Paul Spiegel: Im Erfolg der NPD drücken sich auch Versäumnisse aus. Die Politik hat die Zeichen des Protests im Osten zu lange ignoriert. Sie hat es nicht geschafft, den Menschen die Angst vor den Reformen zu nehmen. Sie hat auch keine schlüssigen Konzepte zur Verbesserung der wirtschaftlichen Lage vorgelegt. Ich glaube, dass man den Radikalen nur den Boden entziehen kann, wenn man die unzweifelhaft notwendigen Reformen überzeugender erklärt. Es geht auch darum, wirtschaftlichen Schaden von Deutschland abzuwenden. Man darf nicht unterschätzen, welche Wirkung solche Wahlergebnisse auf ausländische Investoren haben. Diese werden die Entwicklung sehr genau beobachten. Wenn sie sich zum Trend verfestigt, werden sie ihr Geld in anderen Ländern anlegen.

Innenminister Otto Schily hat das Bundesverfassungsgericht für den Einzug der NPD in den sächsischen Landtag verantwortlich gemacht, weil es das Verbotsverfahren gestoppt hat. Hat er Recht?

Paul Spiegel: Ich teile Schilys Auffassung, dass es gerechtfertigt gewesen wäre, die NPD zu verbieten. Eine Partei, die antisemitische und ausländerfeindliche Propaganda macht, gehört nicht in ein Parlament. In der Debatte um das NPD-Verbotsverfahren wurde immer wieder argumentiert, man solle die Entscheidung den Wählern überlassen. Seit Sonntag wissen wir, dass darauf nicht immer Verlass ist, vor allem nicht in Zeiten des Umbruchs und in wirtschaftlich schwerer Lage.

Wie sollte die Gesellschaft mit rechtsextremen Wählern umgehen?

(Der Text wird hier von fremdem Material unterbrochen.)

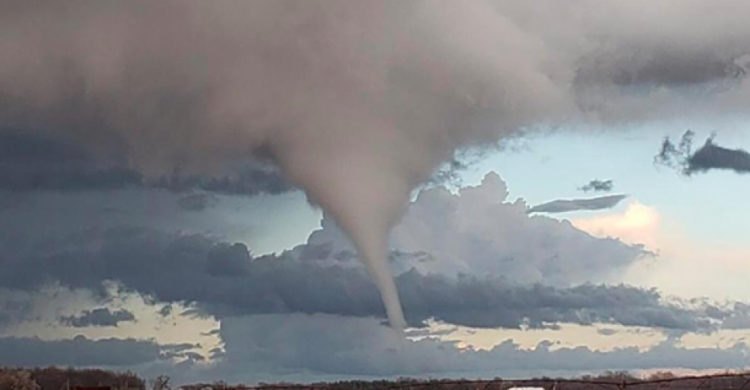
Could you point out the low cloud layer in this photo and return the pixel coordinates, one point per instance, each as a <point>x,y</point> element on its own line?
<point>101,317</point>
<point>33,162</point>
<point>171,269</point>
<point>708,157</point>
<point>80,351</point>
<point>597,185</point>
<point>568,205</point>
<point>329,345</point>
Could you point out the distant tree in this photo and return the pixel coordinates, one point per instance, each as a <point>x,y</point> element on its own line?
<point>11,379</point>
<point>161,382</point>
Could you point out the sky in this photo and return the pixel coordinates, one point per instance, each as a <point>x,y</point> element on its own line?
<point>285,191</point>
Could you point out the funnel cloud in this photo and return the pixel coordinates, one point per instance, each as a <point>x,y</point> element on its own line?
<point>356,103</point>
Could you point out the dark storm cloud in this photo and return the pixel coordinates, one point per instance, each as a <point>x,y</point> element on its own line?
<point>101,317</point>
<point>225,280</point>
<point>197,201</point>
<point>344,346</point>
<point>567,205</point>
<point>651,65</point>
<point>708,157</point>
<point>80,351</point>
<point>34,162</point>
<point>597,185</point>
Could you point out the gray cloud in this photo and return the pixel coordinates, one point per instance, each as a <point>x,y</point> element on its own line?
<point>597,185</point>
<point>328,345</point>
<point>80,351</point>
<point>708,157</point>
<point>34,162</point>
<point>197,201</point>
<point>170,269</point>
<point>101,317</point>
<point>567,205</point>
<point>198,87</point>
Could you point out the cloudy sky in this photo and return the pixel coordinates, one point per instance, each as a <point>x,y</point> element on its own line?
<point>302,191</point>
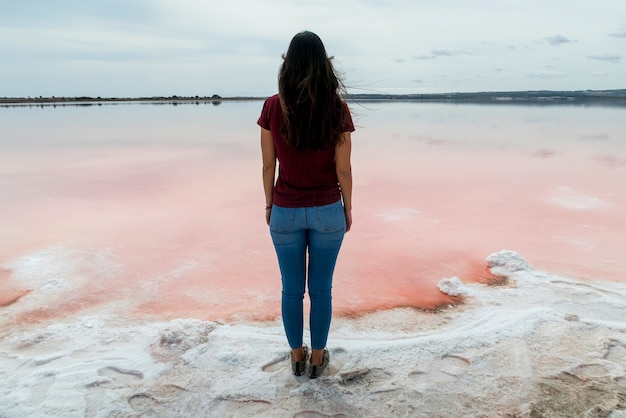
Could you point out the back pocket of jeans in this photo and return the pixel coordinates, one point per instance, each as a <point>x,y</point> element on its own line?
<point>281,219</point>
<point>331,217</point>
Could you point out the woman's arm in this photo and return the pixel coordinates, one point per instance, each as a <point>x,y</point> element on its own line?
<point>268,153</point>
<point>344,175</point>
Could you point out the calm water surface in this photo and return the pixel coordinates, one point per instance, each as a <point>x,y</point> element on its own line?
<point>158,209</point>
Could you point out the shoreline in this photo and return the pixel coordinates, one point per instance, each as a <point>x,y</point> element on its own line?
<point>616,97</point>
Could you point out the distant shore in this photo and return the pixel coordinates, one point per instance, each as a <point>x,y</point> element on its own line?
<point>590,97</point>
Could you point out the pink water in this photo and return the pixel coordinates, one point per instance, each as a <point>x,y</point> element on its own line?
<point>158,210</point>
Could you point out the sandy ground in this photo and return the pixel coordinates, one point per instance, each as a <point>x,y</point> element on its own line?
<point>536,345</point>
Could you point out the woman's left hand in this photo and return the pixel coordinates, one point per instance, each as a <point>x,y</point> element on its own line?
<point>268,213</point>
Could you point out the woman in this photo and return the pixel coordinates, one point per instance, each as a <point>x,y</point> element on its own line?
<point>306,127</point>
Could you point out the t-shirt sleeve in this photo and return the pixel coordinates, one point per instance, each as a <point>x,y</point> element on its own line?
<point>264,119</point>
<point>348,125</point>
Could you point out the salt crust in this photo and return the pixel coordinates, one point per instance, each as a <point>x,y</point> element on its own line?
<point>541,346</point>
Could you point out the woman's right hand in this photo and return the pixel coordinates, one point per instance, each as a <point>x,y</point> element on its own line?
<point>348,213</point>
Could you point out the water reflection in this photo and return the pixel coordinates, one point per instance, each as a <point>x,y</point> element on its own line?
<point>157,207</point>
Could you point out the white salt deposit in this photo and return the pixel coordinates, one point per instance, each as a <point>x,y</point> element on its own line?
<point>538,345</point>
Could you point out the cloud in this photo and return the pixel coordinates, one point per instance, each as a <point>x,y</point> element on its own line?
<point>606,57</point>
<point>436,53</point>
<point>546,74</point>
<point>557,40</point>
<point>620,34</point>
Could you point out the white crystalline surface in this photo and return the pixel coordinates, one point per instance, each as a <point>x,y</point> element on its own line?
<point>539,345</point>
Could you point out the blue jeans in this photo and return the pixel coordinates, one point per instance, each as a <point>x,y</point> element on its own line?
<point>320,229</point>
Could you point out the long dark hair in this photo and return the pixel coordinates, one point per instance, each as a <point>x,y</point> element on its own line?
<point>310,93</point>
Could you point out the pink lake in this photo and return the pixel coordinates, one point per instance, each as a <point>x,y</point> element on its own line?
<point>157,210</point>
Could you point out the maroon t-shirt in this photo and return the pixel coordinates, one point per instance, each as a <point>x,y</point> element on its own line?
<point>305,178</point>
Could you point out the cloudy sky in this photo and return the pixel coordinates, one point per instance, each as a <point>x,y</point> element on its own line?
<point>233,47</point>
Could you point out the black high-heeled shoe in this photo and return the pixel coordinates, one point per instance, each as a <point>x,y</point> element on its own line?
<point>315,371</point>
<point>297,367</point>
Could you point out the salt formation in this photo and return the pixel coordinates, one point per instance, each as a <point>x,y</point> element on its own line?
<point>505,262</point>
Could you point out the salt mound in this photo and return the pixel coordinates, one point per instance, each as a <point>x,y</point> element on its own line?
<point>505,262</point>
<point>453,286</point>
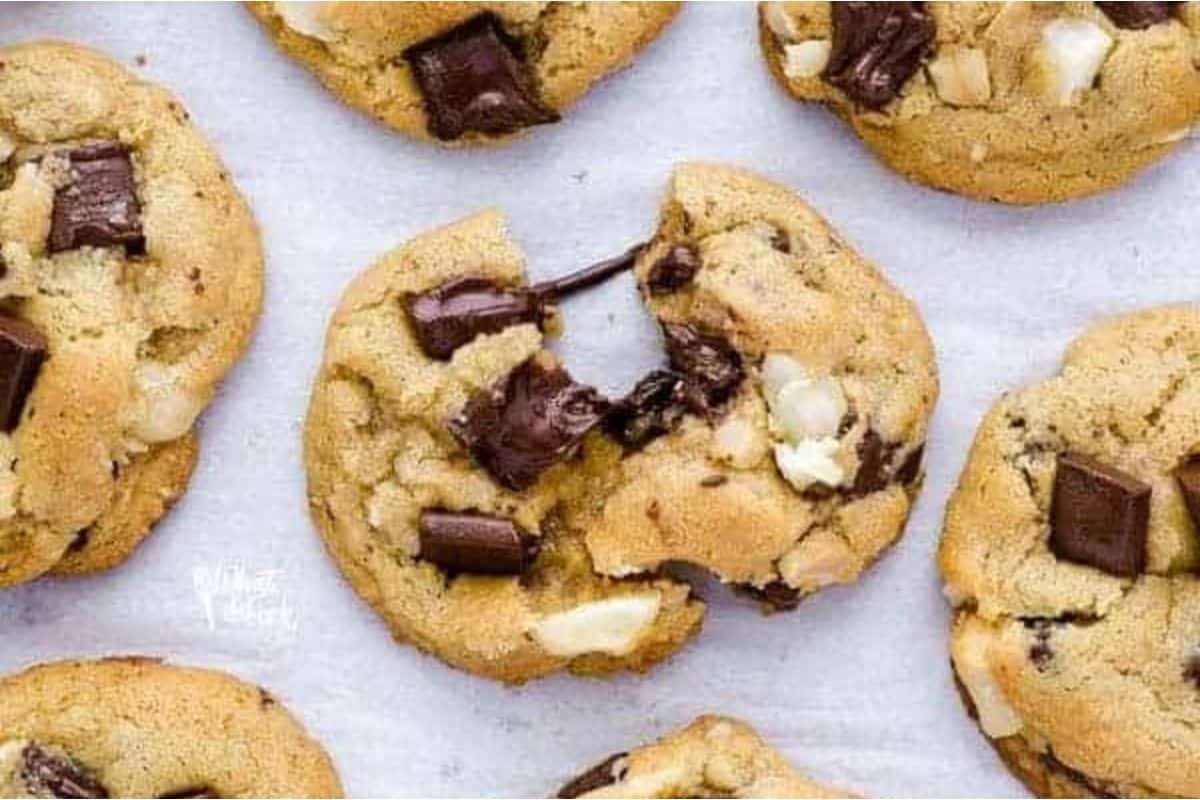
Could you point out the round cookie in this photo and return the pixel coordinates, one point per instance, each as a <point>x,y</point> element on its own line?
<point>1071,554</point>
<point>713,757</point>
<point>135,727</point>
<point>1018,102</point>
<point>463,73</point>
<point>131,278</point>
<point>514,522</point>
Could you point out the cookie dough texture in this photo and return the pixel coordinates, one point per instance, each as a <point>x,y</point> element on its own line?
<point>1018,102</point>
<point>141,728</point>
<point>773,278</point>
<point>137,343</point>
<point>713,757</point>
<point>355,48</point>
<point>1085,681</point>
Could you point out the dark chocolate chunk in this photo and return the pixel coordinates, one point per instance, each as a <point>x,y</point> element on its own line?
<point>475,543</point>
<point>1192,669</point>
<point>1096,787</point>
<point>654,407</point>
<point>454,313</point>
<point>589,276</point>
<point>874,474</point>
<point>100,205</point>
<point>673,271</point>
<point>597,777</point>
<point>1138,16</point>
<point>876,48</point>
<point>49,775</point>
<point>910,469</point>
<point>777,594</point>
<point>22,353</point>
<point>474,78</point>
<point>527,422</point>
<point>1187,475</point>
<point>1099,516</point>
<point>711,367</point>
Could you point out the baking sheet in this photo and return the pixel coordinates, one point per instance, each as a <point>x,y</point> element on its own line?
<point>855,686</point>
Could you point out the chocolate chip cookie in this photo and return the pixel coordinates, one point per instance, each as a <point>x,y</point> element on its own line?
<point>135,727</point>
<point>1019,102</point>
<point>463,72</point>
<point>1071,555</point>
<point>130,280</point>
<point>713,757</point>
<point>514,522</point>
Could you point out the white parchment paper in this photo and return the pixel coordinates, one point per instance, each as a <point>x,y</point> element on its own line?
<point>855,686</point>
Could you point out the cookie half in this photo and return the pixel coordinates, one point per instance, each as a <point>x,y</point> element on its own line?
<point>463,72</point>
<point>1071,553</point>
<point>130,281</point>
<point>135,727</point>
<point>713,757</point>
<point>514,522</point>
<point>1018,102</point>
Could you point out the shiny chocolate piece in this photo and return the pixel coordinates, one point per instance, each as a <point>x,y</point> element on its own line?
<point>711,366</point>
<point>673,270</point>
<point>454,313</point>
<point>100,206</point>
<point>533,419</point>
<point>474,79</point>
<point>475,543</point>
<point>1099,516</point>
<point>1138,16</point>
<point>598,777</point>
<point>49,775</point>
<point>1187,475</point>
<point>655,407</point>
<point>22,353</point>
<point>589,276</point>
<point>777,595</point>
<point>876,48</point>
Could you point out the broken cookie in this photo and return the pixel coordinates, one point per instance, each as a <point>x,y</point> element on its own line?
<point>514,522</point>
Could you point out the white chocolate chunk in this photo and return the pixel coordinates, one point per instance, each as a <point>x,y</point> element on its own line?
<point>960,76</point>
<point>817,560</point>
<point>969,650</point>
<point>168,408</point>
<point>780,23</point>
<point>613,626</point>
<point>809,410</point>
<point>807,59</point>
<point>305,18</point>
<point>1069,56</point>
<point>809,462</point>
<point>778,371</point>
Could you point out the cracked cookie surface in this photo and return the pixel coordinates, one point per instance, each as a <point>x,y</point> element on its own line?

Paul Spiegel: Verteufeln, verbieten und in den Untergrund drängen ist keine Lösung. Diese Wähler zurückzugewinnen, ist eine gesamtgesellschaftliche Aufgabe für alle Demokraten in diesem Land. Um den rechtsradikalen Trend zu stoppen, brauchen wir parteiübergreifende Initiativen aller demokratischen Parteien – wir brauchen gemeinsame Runde Tische.